Yes, it’s a tradition even if you just lock the door until well into January, or yell snotty responses at people who casually wish you “merry Christmas,” like the woman at the City Creek Center mall did last week.
Her • “Don’t push your [really bad word] religion on me!”
Me • “OK. Merry [W]itch-mas then.”
My wife • “That wasn’t very nice. You should go back and apolog...”
Me • “Did you forget you were talking to me?”
Whether it’s convenient or not, we all have some responsibility to make a brutal holiday season as tolerable as possible, which means not pushing our traditions onto other people or becoming offended when someone does it to us.
I have several atheist friends. They are practical atheists, though. When I asked if it was offensive to wish them “merry Christmas,” they were accommodating.
“Hey, long as we get the presents, too, we don’t care.”
Oddly enough, a Muslim friend said more or less the same thing. “Thank you. Now where is my obligatory gift?”
I reminded him that he had never once wished me a “merry Ramadan.”
“We starve on Ramadan,” he exclaimed. “You eat all day during Christmas — cheese logs, cookies, candy, cakes, those terrible chocolate-covered pretzel things. You guys eat like pigs, no offense.”
When a Jewish friend says, “Happy Hanukkah, Kirb,” I don’t melt down and curse him because … well, because I don’t even really know what Hanukkah is other than it’s something he celebrates. And, since he’s a friend, I say, “Happy Ham-ukkah,” back.

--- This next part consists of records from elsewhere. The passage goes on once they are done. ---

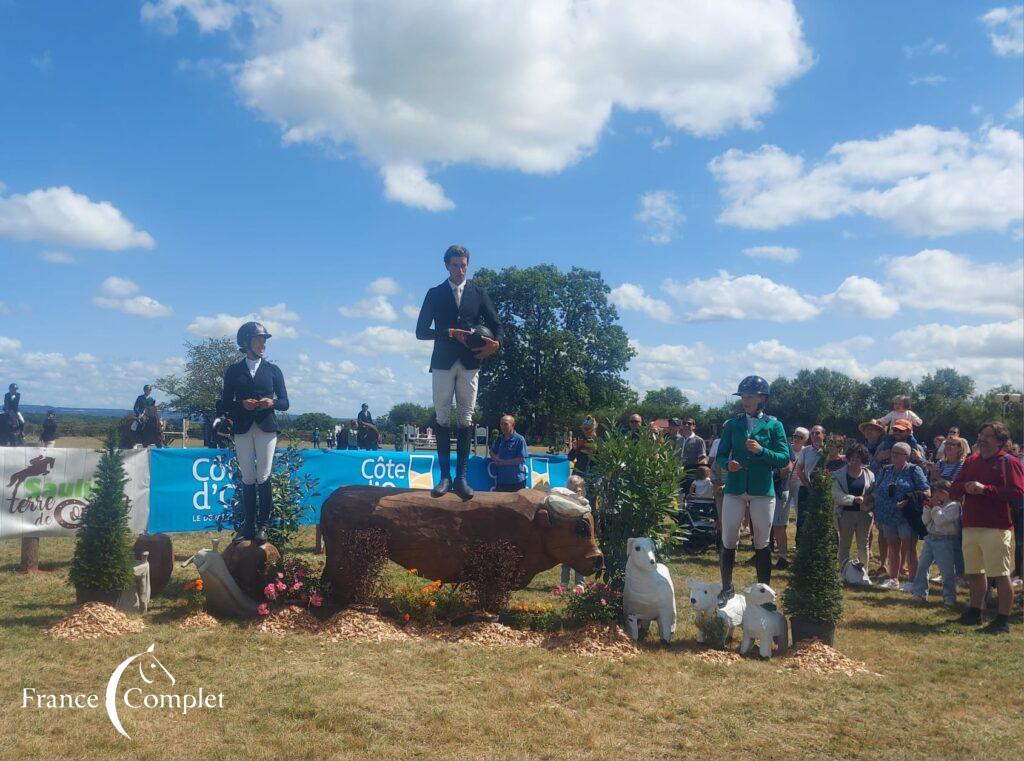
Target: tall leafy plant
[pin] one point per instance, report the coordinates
(815, 590)
(635, 483)
(102, 564)
(292, 491)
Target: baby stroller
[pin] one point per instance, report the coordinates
(698, 521)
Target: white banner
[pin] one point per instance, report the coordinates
(44, 491)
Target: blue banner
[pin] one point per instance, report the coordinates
(188, 489)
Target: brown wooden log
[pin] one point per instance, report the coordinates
(433, 535)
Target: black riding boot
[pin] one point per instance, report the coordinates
(763, 564)
(462, 461)
(727, 561)
(265, 509)
(248, 527)
(443, 436)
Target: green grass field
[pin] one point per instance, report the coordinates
(944, 691)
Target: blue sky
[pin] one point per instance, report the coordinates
(764, 185)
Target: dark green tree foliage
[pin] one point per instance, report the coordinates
(564, 351)
(198, 388)
(635, 483)
(103, 560)
(815, 590)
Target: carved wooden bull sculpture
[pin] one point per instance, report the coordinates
(434, 535)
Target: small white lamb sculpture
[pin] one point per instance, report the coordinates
(854, 573)
(761, 624)
(704, 600)
(648, 594)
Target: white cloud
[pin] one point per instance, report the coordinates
(210, 15)
(742, 297)
(1006, 30)
(383, 287)
(935, 279)
(924, 180)
(376, 304)
(372, 307)
(659, 211)
(276, 319)
(409, 184)
(629, 297)
(861, 296)
(56, 257)
(122, 295)
(528, 85)
(380, 339)
(931, 80)
(994, 340)
(775, 253)
(928, 47)
(60, 216)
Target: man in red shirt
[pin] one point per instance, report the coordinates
(989, 483)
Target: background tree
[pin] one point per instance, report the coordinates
(564, 351)
(102, 564)
(196, 391)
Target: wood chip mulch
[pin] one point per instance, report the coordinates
(820, 659)
(287, 621)
(94, 620)
(200, 620)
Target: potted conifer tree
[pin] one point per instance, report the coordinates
(814, 598)
(103, 562)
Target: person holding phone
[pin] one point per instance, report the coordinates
(254, 389)
(753, 446)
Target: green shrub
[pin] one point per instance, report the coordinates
(815, 590)
(635, 483)
(103, 561)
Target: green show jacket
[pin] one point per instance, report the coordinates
(755, 477)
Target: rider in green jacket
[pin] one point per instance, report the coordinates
(753, 446)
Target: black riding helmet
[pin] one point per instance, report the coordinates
(248, 332)
(753, 384)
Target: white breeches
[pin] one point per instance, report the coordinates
(460, 382)
(734, 507)
(255, 452)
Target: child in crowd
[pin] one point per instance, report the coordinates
(900, 412)
(701, 490)
(943, 522)
(578, 484)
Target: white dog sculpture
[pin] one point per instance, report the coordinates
(854, 573)
(648, 594)
(761, 624)
(704, 600)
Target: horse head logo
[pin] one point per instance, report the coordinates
(150, 669)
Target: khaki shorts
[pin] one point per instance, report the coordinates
(987, 551)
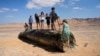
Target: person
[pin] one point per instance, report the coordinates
(66, 32)
(26, 27)
(48, 21)
(30, 22)
(42, 18)
(37, 20)
(53, 16)
(58, 21)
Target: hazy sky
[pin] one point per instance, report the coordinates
(20, 10)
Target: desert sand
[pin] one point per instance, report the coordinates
(86, 32)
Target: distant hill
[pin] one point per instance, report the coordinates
(88, 21)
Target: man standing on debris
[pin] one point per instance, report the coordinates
(53, 17)
(30, 22)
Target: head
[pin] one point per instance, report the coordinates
(65, 21)
(42, 13)
(36, 14)
(30, 16)
(25, 23)
(46, 14)
(53, 9)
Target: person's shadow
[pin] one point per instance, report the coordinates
(37, 44)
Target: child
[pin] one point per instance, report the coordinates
(66, 32)
(48, 21)
(42, 18)
(37, 20)
(26, 27)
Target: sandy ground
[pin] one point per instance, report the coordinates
(87, 37)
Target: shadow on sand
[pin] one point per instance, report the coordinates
(37, 44)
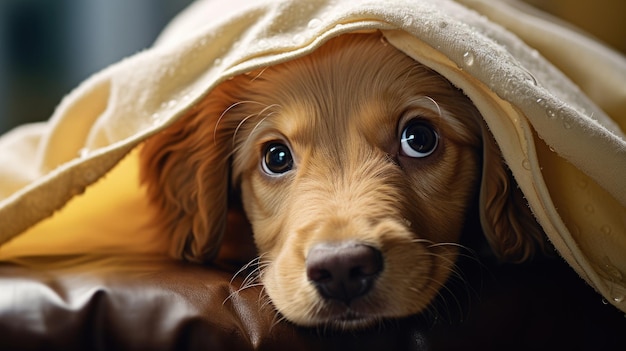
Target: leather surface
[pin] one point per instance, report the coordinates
(136, 303)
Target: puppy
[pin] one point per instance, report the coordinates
(356, 167)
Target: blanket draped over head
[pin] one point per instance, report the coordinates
(554, 99)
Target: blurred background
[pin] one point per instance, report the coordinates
(47, 47)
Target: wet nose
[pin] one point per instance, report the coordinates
(343, 271)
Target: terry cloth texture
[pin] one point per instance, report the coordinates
(554, 99)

There are nonreligious traditions that need to be considered carefully — and politically. We live in different Christmas times. These traditions you do NOT want to get wrong.
For example, say someone at work whom you’ve had your eye on for a long time just happens to walk under mistletoe you sneakily put up over her office door. If you plant a kiss on her without first being invited, plan on it being spelled “missile toe” thereafter — and rightly so.
Don’t spike the office punch with Everclear because you’re an idiot and incapable of considering the possibility that there are people in the group who are proud of their sobriety.
Back to family. There comes a time when family members break away into traditions of their own. It doesn’t matter that for 25 years your family has always taken turns opening Christmas gifts. Times change.
Once your children marry or move out, they will handle gift opening their way. If they decide to open them after Christmas, it won’t matter how long you wax passive aggressive about it. It’s not your concern anymore.
Mom • “I don’t know why you married Rhonda. She’s got you forgetting to light the star on top of the tree at 8 o’clock on Christmas Eve. You don’t even put out your father’s favorite peppermints.”
You • “Ma, I love you. But it’s none of your business now. It’s Rhonda’s house and her decision.”
Mom • “BWAAAAH! You never loved me.”
Look, Saturday is Christmas Eve-eve. That means there are just three more days we have to put up with one another. If you can’t keep it merry, keep it to yourself.